My research is focused on the usage of mathematical and computational approaches to attack biological problems in a mechanistic and meaningful way. Enhancing our knowledge by extracting information from the vast sea of biological data. 

Codon Usage Bias

The usage of synonymous codons encoding for the same amino acid differs between organisms and even within a single genome. One explanation for the heterogeneity of codon usage bias (CUB) is varying GC-content but this assumes very weak selection on CUB. Another explanation is selection so that CUB and bias in the tRNA pool match, increasing translation efficiency for highly expressed genes. The yeast Saccharomyces kluyveri is an example of an organism having a remarkable shift in GC-content: one contiguous 1 Mb region of the genome has a GC-content of 53% versus 40% in the rest of the genome (Payen et al. 2009). When ignoring this heterogeneity, existing models have to fail since the data is of contradictory nature. We hypothesized that mutational bias towards GC-rich codons is responsible for the shift in GC-bias, rather than differing selection pressures on translation efficiency. We applied our mechanistic model for CUB that estimates selection against ribosome pausing in high expression genes, expression level, and mutational biases to deconstruct the contribution of selection and mutation to the evolution of CUB of individual genes. Our results show that the whole genome experiences the same selection environment but mutation bias appears to be driving this significant intra-genomic shift. This work provides insights into the role of mutation bias on GC-content and provides a template for detecting differences in mutation and selection environments across tissues and organisms.

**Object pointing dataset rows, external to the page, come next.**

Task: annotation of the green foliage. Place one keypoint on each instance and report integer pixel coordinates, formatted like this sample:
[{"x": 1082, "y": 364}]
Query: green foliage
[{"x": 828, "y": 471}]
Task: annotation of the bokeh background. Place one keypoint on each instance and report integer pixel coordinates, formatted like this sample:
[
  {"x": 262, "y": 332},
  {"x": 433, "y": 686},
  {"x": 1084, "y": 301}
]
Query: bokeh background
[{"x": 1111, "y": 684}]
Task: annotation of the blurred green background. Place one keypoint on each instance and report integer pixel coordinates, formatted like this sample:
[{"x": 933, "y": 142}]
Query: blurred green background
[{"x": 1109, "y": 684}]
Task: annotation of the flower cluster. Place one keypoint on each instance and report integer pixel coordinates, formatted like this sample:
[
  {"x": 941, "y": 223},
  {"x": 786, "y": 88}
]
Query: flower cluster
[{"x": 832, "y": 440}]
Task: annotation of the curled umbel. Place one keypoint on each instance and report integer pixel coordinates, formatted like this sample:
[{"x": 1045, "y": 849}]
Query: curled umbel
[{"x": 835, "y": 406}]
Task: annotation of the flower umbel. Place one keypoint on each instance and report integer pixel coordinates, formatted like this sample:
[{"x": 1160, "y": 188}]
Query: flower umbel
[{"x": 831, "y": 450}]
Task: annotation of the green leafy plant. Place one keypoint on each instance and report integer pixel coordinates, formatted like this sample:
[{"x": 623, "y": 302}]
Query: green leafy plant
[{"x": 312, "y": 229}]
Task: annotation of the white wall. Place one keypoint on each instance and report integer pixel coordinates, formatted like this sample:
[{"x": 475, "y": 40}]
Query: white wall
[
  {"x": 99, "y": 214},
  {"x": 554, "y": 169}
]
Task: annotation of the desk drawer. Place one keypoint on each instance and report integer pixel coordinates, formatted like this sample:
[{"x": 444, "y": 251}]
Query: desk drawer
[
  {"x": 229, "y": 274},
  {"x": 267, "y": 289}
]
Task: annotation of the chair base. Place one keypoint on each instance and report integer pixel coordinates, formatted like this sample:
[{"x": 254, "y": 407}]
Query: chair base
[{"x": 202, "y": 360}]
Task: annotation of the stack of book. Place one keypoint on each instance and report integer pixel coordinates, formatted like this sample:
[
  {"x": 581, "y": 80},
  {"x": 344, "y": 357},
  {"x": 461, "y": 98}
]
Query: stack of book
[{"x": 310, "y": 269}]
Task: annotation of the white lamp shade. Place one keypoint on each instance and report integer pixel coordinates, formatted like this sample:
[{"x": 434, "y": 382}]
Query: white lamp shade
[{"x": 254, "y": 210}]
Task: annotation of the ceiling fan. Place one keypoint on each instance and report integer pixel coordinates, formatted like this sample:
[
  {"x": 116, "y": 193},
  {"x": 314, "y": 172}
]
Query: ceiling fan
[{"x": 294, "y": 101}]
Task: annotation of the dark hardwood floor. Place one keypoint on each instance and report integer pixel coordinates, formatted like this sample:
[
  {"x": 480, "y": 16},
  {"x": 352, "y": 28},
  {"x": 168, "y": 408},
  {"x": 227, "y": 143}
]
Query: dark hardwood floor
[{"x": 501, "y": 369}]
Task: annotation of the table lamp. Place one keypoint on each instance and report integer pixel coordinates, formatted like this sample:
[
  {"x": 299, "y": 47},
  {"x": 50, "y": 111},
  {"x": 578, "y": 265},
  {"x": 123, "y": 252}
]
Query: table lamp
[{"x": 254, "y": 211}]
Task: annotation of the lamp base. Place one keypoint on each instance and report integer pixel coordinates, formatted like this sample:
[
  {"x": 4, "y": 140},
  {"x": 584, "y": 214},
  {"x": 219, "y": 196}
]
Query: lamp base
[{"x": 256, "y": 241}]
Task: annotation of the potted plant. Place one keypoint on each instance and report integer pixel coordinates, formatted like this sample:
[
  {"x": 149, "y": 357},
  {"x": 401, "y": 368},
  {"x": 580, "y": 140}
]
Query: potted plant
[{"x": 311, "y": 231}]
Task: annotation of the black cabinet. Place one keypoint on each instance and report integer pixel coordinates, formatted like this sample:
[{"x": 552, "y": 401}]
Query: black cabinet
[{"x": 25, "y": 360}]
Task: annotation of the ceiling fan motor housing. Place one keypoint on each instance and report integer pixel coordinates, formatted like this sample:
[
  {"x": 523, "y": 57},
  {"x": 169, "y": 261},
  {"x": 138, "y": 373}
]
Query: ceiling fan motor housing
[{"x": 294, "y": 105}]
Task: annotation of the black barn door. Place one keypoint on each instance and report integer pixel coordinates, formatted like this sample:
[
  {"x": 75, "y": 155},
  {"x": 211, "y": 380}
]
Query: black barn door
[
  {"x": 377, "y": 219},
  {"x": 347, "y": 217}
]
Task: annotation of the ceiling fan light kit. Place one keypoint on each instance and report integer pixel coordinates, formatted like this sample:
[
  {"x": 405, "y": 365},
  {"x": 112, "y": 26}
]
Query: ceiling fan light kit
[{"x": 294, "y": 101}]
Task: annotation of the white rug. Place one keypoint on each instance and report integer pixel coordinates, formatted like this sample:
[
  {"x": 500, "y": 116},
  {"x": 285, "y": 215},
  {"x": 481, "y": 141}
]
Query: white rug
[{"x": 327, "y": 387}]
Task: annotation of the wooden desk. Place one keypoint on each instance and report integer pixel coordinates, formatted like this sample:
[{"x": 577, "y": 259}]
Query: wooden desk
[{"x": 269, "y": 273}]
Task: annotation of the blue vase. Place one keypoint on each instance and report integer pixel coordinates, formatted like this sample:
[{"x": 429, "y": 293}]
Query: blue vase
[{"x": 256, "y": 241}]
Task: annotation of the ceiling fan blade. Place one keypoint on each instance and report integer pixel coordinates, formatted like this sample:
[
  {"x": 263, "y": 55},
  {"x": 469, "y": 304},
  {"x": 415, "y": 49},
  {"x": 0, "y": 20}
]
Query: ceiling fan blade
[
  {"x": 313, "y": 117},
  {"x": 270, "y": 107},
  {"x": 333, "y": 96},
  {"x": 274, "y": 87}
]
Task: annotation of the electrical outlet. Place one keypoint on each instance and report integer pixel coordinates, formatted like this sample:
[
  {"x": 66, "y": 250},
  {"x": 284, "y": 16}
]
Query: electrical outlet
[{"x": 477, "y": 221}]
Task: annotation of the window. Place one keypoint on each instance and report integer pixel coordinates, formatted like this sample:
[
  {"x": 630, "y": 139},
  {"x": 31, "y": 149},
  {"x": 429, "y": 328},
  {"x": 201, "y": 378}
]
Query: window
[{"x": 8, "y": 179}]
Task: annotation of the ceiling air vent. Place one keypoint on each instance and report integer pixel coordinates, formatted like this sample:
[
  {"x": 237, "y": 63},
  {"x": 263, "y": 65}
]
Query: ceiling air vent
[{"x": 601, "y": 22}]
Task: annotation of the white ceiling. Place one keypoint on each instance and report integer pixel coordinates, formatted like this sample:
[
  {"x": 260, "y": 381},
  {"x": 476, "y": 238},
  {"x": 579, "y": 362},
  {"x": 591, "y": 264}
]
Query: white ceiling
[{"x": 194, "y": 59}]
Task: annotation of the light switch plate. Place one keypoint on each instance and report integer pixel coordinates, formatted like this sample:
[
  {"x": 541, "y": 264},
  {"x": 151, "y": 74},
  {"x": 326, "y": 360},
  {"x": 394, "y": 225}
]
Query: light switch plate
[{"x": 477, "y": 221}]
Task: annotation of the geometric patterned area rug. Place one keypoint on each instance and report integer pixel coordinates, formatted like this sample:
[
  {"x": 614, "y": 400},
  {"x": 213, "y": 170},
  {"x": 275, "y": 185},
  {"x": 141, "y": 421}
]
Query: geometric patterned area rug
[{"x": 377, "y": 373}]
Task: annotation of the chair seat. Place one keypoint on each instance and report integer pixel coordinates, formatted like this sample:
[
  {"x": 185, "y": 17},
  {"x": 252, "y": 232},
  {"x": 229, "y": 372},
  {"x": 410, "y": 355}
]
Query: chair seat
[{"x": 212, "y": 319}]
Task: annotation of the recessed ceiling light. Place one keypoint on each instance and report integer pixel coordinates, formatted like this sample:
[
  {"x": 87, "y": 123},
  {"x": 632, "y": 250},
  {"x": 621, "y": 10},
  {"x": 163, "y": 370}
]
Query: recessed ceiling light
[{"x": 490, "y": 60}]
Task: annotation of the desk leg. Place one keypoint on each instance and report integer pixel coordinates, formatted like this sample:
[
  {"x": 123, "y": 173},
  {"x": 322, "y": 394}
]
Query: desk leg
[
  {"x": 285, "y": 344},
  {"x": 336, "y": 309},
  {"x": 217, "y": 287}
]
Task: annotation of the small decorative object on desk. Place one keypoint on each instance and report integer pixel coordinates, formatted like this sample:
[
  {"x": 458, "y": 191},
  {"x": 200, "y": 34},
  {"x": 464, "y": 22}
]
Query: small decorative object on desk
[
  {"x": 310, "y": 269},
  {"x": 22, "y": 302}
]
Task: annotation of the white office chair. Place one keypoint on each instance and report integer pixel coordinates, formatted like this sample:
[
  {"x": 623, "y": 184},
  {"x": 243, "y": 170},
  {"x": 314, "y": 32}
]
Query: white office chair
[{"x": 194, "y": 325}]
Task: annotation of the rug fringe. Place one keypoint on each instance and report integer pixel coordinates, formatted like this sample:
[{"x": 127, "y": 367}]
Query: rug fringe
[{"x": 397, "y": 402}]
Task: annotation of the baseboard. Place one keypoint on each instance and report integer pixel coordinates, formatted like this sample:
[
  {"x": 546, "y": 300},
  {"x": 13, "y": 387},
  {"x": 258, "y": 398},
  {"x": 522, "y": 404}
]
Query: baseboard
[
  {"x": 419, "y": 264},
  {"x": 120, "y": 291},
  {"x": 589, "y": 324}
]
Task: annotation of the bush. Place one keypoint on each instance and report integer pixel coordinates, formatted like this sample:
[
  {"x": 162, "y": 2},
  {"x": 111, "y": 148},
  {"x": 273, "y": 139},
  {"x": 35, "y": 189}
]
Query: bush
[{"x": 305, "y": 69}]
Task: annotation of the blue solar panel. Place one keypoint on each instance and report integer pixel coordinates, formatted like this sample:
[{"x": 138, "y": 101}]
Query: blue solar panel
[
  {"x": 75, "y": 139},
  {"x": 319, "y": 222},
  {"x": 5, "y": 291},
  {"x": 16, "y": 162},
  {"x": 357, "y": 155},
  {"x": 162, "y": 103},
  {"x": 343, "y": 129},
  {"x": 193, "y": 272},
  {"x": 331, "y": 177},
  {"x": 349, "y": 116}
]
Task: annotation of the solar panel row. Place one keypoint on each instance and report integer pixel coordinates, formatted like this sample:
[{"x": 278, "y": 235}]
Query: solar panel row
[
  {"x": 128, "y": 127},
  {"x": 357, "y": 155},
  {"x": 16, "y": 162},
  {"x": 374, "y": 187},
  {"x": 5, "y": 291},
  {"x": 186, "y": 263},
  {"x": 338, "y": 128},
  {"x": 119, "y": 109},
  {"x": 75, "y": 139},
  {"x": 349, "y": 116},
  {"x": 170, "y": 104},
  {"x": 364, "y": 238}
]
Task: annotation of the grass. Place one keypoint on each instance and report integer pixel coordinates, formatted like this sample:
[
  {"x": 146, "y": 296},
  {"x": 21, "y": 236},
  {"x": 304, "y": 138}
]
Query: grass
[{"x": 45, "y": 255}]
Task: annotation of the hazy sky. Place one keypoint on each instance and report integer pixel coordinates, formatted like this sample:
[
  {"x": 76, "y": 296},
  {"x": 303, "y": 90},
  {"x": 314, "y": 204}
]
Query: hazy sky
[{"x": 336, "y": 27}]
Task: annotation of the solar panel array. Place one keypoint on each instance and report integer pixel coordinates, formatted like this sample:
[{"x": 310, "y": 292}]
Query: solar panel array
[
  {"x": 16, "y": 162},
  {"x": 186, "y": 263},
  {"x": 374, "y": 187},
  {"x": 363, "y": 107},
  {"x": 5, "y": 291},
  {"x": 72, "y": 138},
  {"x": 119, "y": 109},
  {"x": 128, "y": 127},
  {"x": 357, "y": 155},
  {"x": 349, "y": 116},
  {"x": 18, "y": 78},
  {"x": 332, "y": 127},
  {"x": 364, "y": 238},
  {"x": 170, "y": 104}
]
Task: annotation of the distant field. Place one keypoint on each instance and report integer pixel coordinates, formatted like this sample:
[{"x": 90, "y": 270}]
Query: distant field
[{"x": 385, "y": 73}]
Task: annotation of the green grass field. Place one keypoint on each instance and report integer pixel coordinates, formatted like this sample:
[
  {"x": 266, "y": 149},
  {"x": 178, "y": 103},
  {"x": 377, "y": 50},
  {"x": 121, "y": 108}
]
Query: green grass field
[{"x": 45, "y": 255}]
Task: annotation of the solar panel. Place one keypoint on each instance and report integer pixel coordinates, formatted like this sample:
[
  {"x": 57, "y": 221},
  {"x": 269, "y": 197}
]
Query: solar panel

Spread of Invasive Species

The shipping industry is an important unintentional pathway for novel species introductions, and is responsible for some of the largest invasions in history (e.g., rats).  Understanding the patterns of species movement through shipping routes will provide vital information for preventing future invasions. Yet surprisingly few studies have attempted to model these introductions using empirical shipping networks (Kaluza et al. 2010, Seebens et al. 2013), and none have attempted to do so with terrestrial species.  Creating a mathematical model that predicts how shipping networks move both terrestrial and marine species across the globe is therefore an important task. Using shipment data from actual cargo routes, will help to visualize the system as a network, where major harbors are represented as nodes and ship movements as edges between them.  Movement along the edges is proportional to the transported cargo and the chance of a boarded individual to survive the journey. To account for further spreading this work also includes a demographic model so species can spread an establish. With this work one can identify the ports most susceptible to specific invasive species, and will be able to make predictions about how changes in trade routes will impact future invasions.